Is therapists, all other a high-paying job in Oklahoma?
Local pay runs 23% below the national median — $60K here vs. $78K nationally. Cost of living is 13% below the national average, which narrows that gap in real purchasing power.
How does Oklahoma compare to the national average for therapists, all others?
Oklahoma pays $60K median vs. the U.S. average of $78K — that’s -23%. After adjusting for local cost of living (RPP 87.46), the purchasing-power equivalent is $69K — below the national median.
How much do therapists, all others make in Oklahoma?
The median is $60,090 a year, that works out to about $29 an hour. But the range is wide: entry-level workers start around $35,550, and experienced therapists, all others can clear $103,710. These are BLS numbers, based on employer-reported data, not self-reported surveys.
Is $60K enough to live in Oklahoma?
On that salary, you'd take home roughly $3,996/month after taxes. A 2-bedroom here rents for about $1,081/month, which eats 27.1% of your paycheck. That's under the 30% guideline most financial planners use, so the numbers work.
How far does a therapists, all other salary go in Oklahoma?

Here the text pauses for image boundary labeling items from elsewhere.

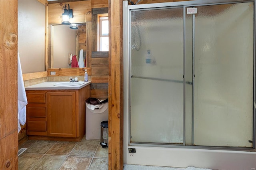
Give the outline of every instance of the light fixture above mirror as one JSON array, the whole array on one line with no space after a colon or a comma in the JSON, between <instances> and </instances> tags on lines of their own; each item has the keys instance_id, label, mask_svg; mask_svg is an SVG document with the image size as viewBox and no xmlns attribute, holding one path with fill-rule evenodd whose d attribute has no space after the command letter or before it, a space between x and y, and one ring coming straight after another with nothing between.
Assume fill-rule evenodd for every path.
<instances>
[{"instance_id":1,"label":"light fixture above mirror","mask_svg":"<svg viewBox=\"0 0 256 170\"><path fill-rule=\"evenodd\" d=\"M73 17L73 10L70 9L69 4L67 4L68 8L67 7L67 4L65 4L65 6L63 6L63 13L62 14L62 21L61 23L62 24L70 25L71 23L70 22L70 19Z\"/></svg>"},{"instance_id":2,"label":"light fixture above mirror","mask_svg":"<svg viewBox=\"0 0 256 170\"><path fill-rule=\"evenodd\" d=\"M72 24L70 25L70 28L73 29L74 30L76 30L78 29L78 28L77 27L77 24Z\"/></svg>"}]
</instances>

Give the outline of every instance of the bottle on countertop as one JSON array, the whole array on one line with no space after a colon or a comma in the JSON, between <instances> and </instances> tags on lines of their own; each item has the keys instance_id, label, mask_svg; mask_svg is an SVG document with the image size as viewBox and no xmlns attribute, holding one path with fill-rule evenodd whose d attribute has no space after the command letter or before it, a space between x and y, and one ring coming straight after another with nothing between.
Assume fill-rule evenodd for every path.
<instances>
[{"instance_id":1,"label":"bottle on countertop","mask_svg":"<svg viewBox=\"0 0 256 170\"><path fill-rule=\"evenodd\" d=\"M146 63L147 64L151 63L151 55L150 54L150 49L148 49L148 53L146 58Z\"/></svg>"},{"instance_id":2,"label":"bottle on countertop","mask_svg":"<svg viewBox=\"0 0 256 170\"><path fill-rule=\"evenodd\" d=\"M84 82L87 82L88 81L88 74L87 74L87 70L85 69L85 72L84 73Z\"/></svg>"}]
</instances>

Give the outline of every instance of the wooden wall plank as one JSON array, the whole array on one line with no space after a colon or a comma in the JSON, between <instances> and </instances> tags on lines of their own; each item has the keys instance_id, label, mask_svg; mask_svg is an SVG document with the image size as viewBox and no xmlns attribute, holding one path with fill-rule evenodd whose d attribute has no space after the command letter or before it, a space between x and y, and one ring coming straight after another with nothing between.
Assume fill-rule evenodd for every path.
<instances>
[{"instance_id":1,"label":"wooden wall plank","mask_svg":"<svg viewBox=\"0 0 256 170\"><path fill-rule=\"evenodd\" d=\"M23 81L47 77L47 71L41 71L36 73L27 73L22 74Z\"/></svg>"},{"instance_id":2,"label":"wooden wall plank","mask_svg":"<svg viewBox=\"0 0 256 170\"><path fill-rule=\"evenodd\" d=\"M121 170L123 166L123 140L120 140L123 134L123 2L112 0L109 6L111 10L112 33L109 48L111 57L111 169Z\"/></svg>"},{"instance_id":3,"label":"wooden wall plank","mask_svg":"<svg viewBox=\"0 0 256 170\"><path fill-rule=\"evenodd\" d=\"M141 0L139 3L138 3L139 4L154 4L156 3L163 3L163 2L179 2L179 1L186 1L188 0ZM134 4L136 3L138 0L132 0ZM128 4L131 5L130 3L129 2Z\"/></svg>"},{"instance_id":4,"label":"wooden wall plank","mask_svg":"<svg viewBox=\"0 0 256 170\"><path fill-rule=\"evenodd\" d=\"M108 6L108 0L92 0L92 8L105 8Z\"/></svg>"},{"instance_id":5,"label":"wooden wall plank","mask_svg":"<svg viewBox=\"0 0 256 170\"><path fill-rule=\"evenodd\" d=\"M1 170L18 167L18 4L0 0Z\"/></svg>"},{"instance_id":6,"label":"wooden wall plank","mask_svg":"<svg viewBox=\"0 0 256 170\"><path fill-rule=\"evenodd\" d=\"M91 97L96 98L100 100L105 99L108 97L108 89L91 89Z\"/></svg>"},{"instance_id":7,"label":"wooden wall plank","mask_svg":"<svg viewBox=\"0 0 256 170\"><path fill-rule=\"evenodd\" d=\"M72 23L86 22L86 16L91 15L92 2L90 0L86 1L69 2L70 8L73 10L74 18L70 18ZM49 24L59 24L61 23L63 13L62 7L65 3L49 4Z\"/></svg>"},{"instance_id":8,"label":"wooden wall plank","mask_svg":"<svg viewBox=\"0 0 256 170\"><path fill-rule=\"evenodd\" d=\"M107 14L108 12L108 7L92 9L92 14Z\"/></svg>"},{"instance_id":9,"label":"wooden wall plank","mask_svg":"<svg viewBox=\"0 0 256 170\"><path fill-rule=\"evenodd\" d=\"M92 76L92 83L108 83L108 76L100 75Z\"/></svg>"},{"instance_id":10,"label":"wooden wall plank","mask_svg":"<svg viewBox=\"0 0 256 170\"><path fill-rule=\"evenodd\" d=\"M108 75L108 65L92 65L92 75Z\"/></svg>"},{"instance_id":11,"label":"wooden wall plank","mask_svg":"<svg viewBox=\"0 0 256 170\"><path fill-rule=\"evenodd\" d=\"M92 22L86 23L86 42L92 42ZM87 67L90 67L92 59L92 44L86 43L86 65Z\"/></svg>"},{"instance_id":12,"label":"wooden wall plank","mask_svg":"<svg viewBox=\"0 0 256 170\"><path fill-rule=\"evenodd\" d=\"M92 15L92 51L98 49L98 14Z\"/></svg>"},{"instance_id":13,"label":"wooden wall plank","mask_svg":"<svg viewBox=\"0 0 256 170\"><path fill-rule=\"evenodd\" d=\"M73 75L84 75L85 69L87 70L88 75L91 75L91 69L88 67L81 68L61 68L59 69L48 69L48 76L68 76ZM55 75L50 75L51 71L55 71Z\"/></svg>"},{"instance_id":14,"label":"wooden wall plank","mask_svg":"<svg viewBox=\"0 0 256 170\"><path fill-rule=\"evenodd\" d=\"M108 58L92 58L92 65L108 65Z\"/></svg>"},{"instance_id":15,"label":"wooden wall plank","mask_svg":"<svg viewBox=\"0 0 256 170\"><path fill-rule=\"evenodd\" d=\"M49 42L49 24L48 24L48 18L49 15L48 13L48 1L46 0L44 0L44 1L46 1L47 2L46 2L45 4L45 40L44 40L44 53L45 57L45 65L44 66L44 70L47 70L48 69L48 66L49 64L48 63L48 55L49 54L48 52L48 43ZM51 38L50 39L51 40Z\"/></svg>"},{"instance_id":16,"label":"wooden wall plank","mask_svg":"<svg viewBox=\"0 0 256 170\"><path fill-rule=\"evenodd\" d=\"M49 2L47 0L37 0L37 1L44 5L48 5L49 4Z\"/></svg>"},{"instance_id":17,"label":"wooden wall plank","mask_svg":"<svg viewBox=\"0 0 256 170\"><path fill-rule=\"evenodd\" d=\"M92 58L108 57L108 51L92 51Z\"/></svg>"}]
</instances>

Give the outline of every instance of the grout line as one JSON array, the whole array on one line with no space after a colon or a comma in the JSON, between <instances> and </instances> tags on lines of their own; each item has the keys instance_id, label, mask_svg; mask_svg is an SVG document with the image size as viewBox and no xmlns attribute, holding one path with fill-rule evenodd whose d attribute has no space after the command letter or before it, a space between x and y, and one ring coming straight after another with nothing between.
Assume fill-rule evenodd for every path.
<instances>
[{"instance_id":1,"label":"grout line","mask_svg":"<svg viewBox=\"0 0 256 170\"><path fill-rule=\"evenodd\" d=\"M81 140L81 141L82 141L82 140ZM62 166L62 165L63 165L63 164L64 164L64 162L65 162L65 161L66 161L66 160L67 160L67 159L68 159L68 156L70 156L70 154L71 153L72 151L73 151L73 150L74 150L74 149L75 148L76 146L76 145L77 145L78 143L78 142L77 142L76 143L76 144L75 146L74 146L74 148L73 148L73 149L72 149L72 150L71 150L70 152L69 152L69 154L68 154L68 155L67 156L67 155L65 155L65 156L67 156L67 157L66 158L66 159L65 159L65 160L64 160L64 161L63 161L62 163L61 164L61 165L60 165L60 168L59 168L59 170L60 170L60 168L61 168L61 167Z\"/></svg>"},{"instance_id":2,"label":"grout line","mask_svg":"<svg viewBox=\"0 0 256 170\"><path fill-rule=\"evenodd\" d=\"M90 163L90 165L89 165L89 166L88 167L88 170L90 170L90 167L91 166L91 164L92 164L92 160L94 158L94 156L95 155L95 154L96 153L96 152L97 152L97 150L98 149L98 148L99 147L99 145L100 145L100 141L99 142L99 143L98 144L98 146L97 146L97 148L96 148L96 150L95 150L95 152L94 152L94 154L93 154L93 156L92 157L92 160L91 160L91 162Z\"/></svg>"},{"instance_id":3,"label":"grout line","mask_svg":"<svg viewBox=\"0 0 256 170\"><path fill-rule=\"evenodd\" d=\"M37 141L36 143L37 142L38 142L38 141ZM35 144L36 143L35 143ZM54 144L56 144L56 143L57 143L57 141L55 141L55 143L53 145L52 145L52 147L50 147L50 148L49 148L49 149L48 149L48 150L46 152L45 152L44 154L44 154L44 155L43 155L43 156L42 156L42 157L41 157L41 158L40 158L40 159L39 159L39 160L38 160L36 162L36 163L35 163L35 164L34 164L34 165L33 166L32 166L32 167L31 167L31 168L30 169L30 170L32 170L32 168L34 166L35 166L35 165L36 165L36 164L37 164L37 163L38 163L38 162L39 162L39 161L40 161L40 160L41 160L42 159L42 158L43 158L43 157L44 156L46 155L46 153L47 153L47 152L48 152L48 151L49 151L49 150L50 150L50 149L51 149L52 148L52 147L53 147L53 146L54 145Z\"/></svg>"}]
</instances>

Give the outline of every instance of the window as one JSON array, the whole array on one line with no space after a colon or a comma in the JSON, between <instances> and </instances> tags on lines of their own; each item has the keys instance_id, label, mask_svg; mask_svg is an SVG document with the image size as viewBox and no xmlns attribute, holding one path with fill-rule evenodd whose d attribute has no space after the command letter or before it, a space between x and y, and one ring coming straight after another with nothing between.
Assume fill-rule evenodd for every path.
<instances>
[{"instance_id":1,"label":"window","mask_svg":"<svg viewBox=\"0 0 256 170\"><path fill-rule=\"evenodd\" d=\"M108 16L98 15L98 51L108 51Z\"/></svg>"}]
</instances>

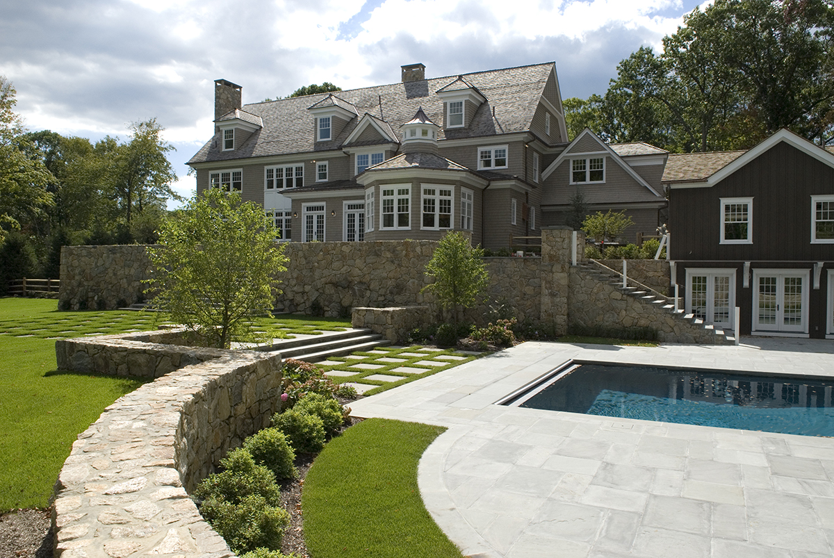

Oklahoma has a Regional Price Parity of 87.46 (100 is the national average). That's below average, your money stretches further here than the raw salary number suggests. After cost-of-living adjustment, the median therapists, all other salary is worth about $68,706 in national-average purchasing power.
Where do therapists, all others get paid the most?
The table above ranks every state by median pay for this role. Keep in mind that the highest-paying states tend to have the highest costs of living, so the top salary doesn't always mean the most money in your pocket.